Suppliers hope retailers get the 'basic' idea
Cecile Corral -- Home Textiles Today, November 26, 2001
With some suppliers looking to round out their collections with opening price point items, and still others looking to appeal to retail demands for lower price points, some manufacturers and importers are going back to basics.
This trend has suppliers taking steps to enhance their current basics lines or create entirely new ones of simple solids and striped products in order to remain competitive.
"The timing seems to be right now for basics," said David North, vp, marketing development at New York-based Ex-Cell Home Fashions. "Basics are key to the core of this business. And now is the most opportunistic time for this type of product."
Ex-Cell has stepped up its basics line for the bath "in a bigger way than ever," said North.
Basic bath products have garnered so much attention that Ex-Cell created an eight-page catalog to help promote the line's shower curtains/liners, hooks, tub mats, tension rods with suction cups and a new category called bath rod finials.

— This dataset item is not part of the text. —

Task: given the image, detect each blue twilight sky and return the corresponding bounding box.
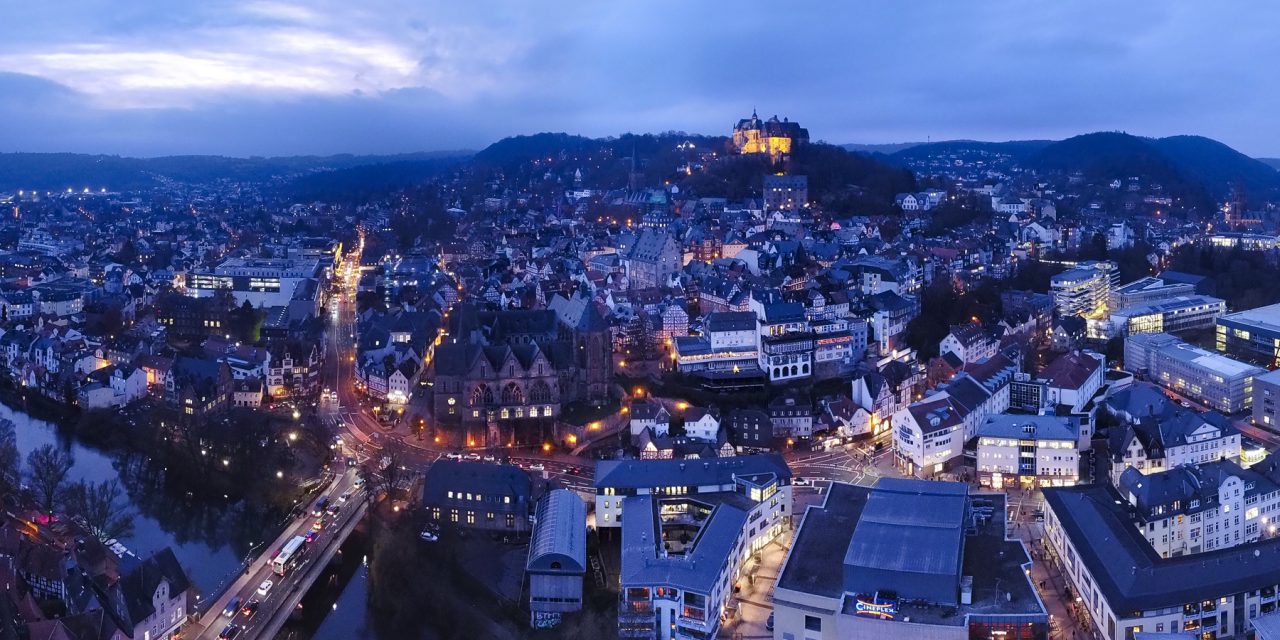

"We've taken a good/better/best approach — only we're calling it a three-tiered approach to basics for the bath," North said. The first level is called Deluxe and includes $3 shower curtains/liners. The second level, titled Best Quality, includes $7 to $8 showers/liners. The top level, Ultimate, includes shower curtains/liners priced at $14 to $15.
Rather than enhancing its basic line with fashion, Ex-Cell offers special features within its basic bath line, such as patented suction cups that adhere the shower curtain/ liner to a tile wall, design patents on metal hooks and "roller glides" that allow the curtain to glide easily along rod.

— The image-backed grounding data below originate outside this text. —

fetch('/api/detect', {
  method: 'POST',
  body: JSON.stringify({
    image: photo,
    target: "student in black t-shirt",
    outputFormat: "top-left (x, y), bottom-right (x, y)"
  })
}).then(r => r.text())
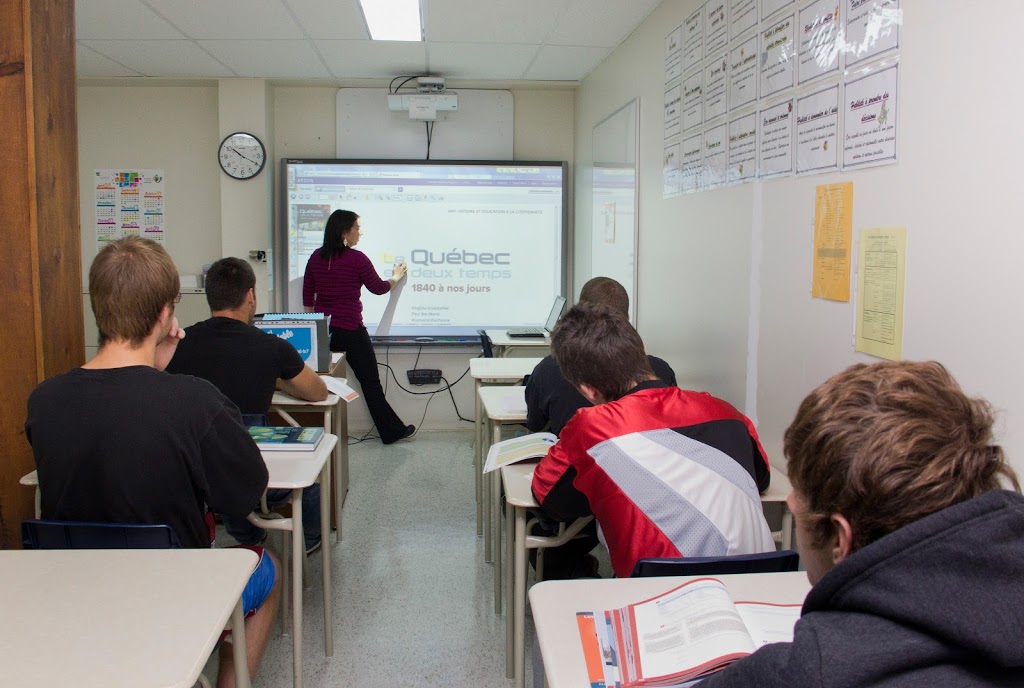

Arlee, also based here, last month brought back an old favorite, the attached topper round tablecloth, which had been dormant for the better part of eight years, said Bud Frankel, president.

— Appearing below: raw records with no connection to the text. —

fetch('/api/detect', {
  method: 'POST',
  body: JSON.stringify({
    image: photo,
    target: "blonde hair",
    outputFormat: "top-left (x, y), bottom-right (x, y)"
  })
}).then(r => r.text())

"It always did well before," he said. "We figured it will do well again now."
Stone Brook Linens, based in Edison, NJ, and traditionally a table linen importer, recently added a new category to its offerings — basic solid bath towels, all of which are 100 percent cotton and made in India. "The mill we deal with just started making towels, too, so we decided to try it out and import them," said Anthony Abbadessa, vp, product development. "We're starting with just the basics — nine basic colorways plus four solid formal colors."
The John Ritzenthaler Co., based in West Conshohocken, PA, re-introduced its line of ironing board pads and covers and hampers. The line remains basic but has been dressed in new packaging to help promote it more strongly as another extension of the basic kitchen textile category.
New York-based Town & Country Living decided not to renew its licensing partnership with Rubbermaid, opting instead to create its own private-label line of basic vinyl shower curtains and bath rugs.
"We've made new packaging for it with our 'Bath by Town & Country' label," said Frank Scalice, executive vp, sales and marketing, "to create a line of basic, value-oriented product."
Noting that "opening price points are more important these days," Scalice explained that this new basic line was revamped in time for the October market with a fresh palette — 10 colorways. Price points have been slashed from $9.99 to $6.99 for a vinyl shower curtain and from $19.99 to $14.99 for a basic fabric shower curtain.
Glenoit, Ex-Cell's parent company, also based here, has taken a similar route with its Basics collection of solid kitchen rugs. "Kitchen solids are highly productive for retailers," said Mike McCullough, executive vp, consumer products division. "Last year we took a version of sisal and treated it with polypropylene, and the product leapt."
Banking on that success, for this past October market, Glenoit enhanced the line by adding striped and oversized looks.
Brooklyn, NY-based Hellenic Rug Imports just introduced for the first time a promotional line of $99 rugs — all imported from Brazil, said Steve Mazarakis, president.
Louisville/Saydah, also based in New York, has enhanced its solid anchor pillow, available in 16 colors — "which ties together all of our pillows," explained Sally Ann Jacobs, division creative director — with more designs, including some basic stripes.
Bellmawr, NJ-based bath product manufacturer Ginsey Industries, for the first time in its 48-year history, introduced a basics line of solid white wood toilet seats and solid white bath mats.
"We've taken such a fashion-forward approach in the past that we decided it was a good time to round out our offerings to include basics in order to make ourselves a one-stop shop," said Jeffrey Cohen, vp, sales.
Ginsey's new basic goods line is set at a lower price point than its general line of more fashion-forward bath and limited kitchen products. But, as Cohen explained, Ginsey's move into basic goods had more to do with the company's effort to be all-inclusive with its offerings and less to do with a desire to be more competitive during the economic downturn.
"For us, this basics trend was not so much a statement of the times but more a strategy for us to become a complete supplier to our retail partners," Cohen said. "Basics don't necessarily mean opening price point. Basics are a non-fashion item. They are products that stand the test of time and don't change from season to season, and nothing is more typically basic than a white toilet seat."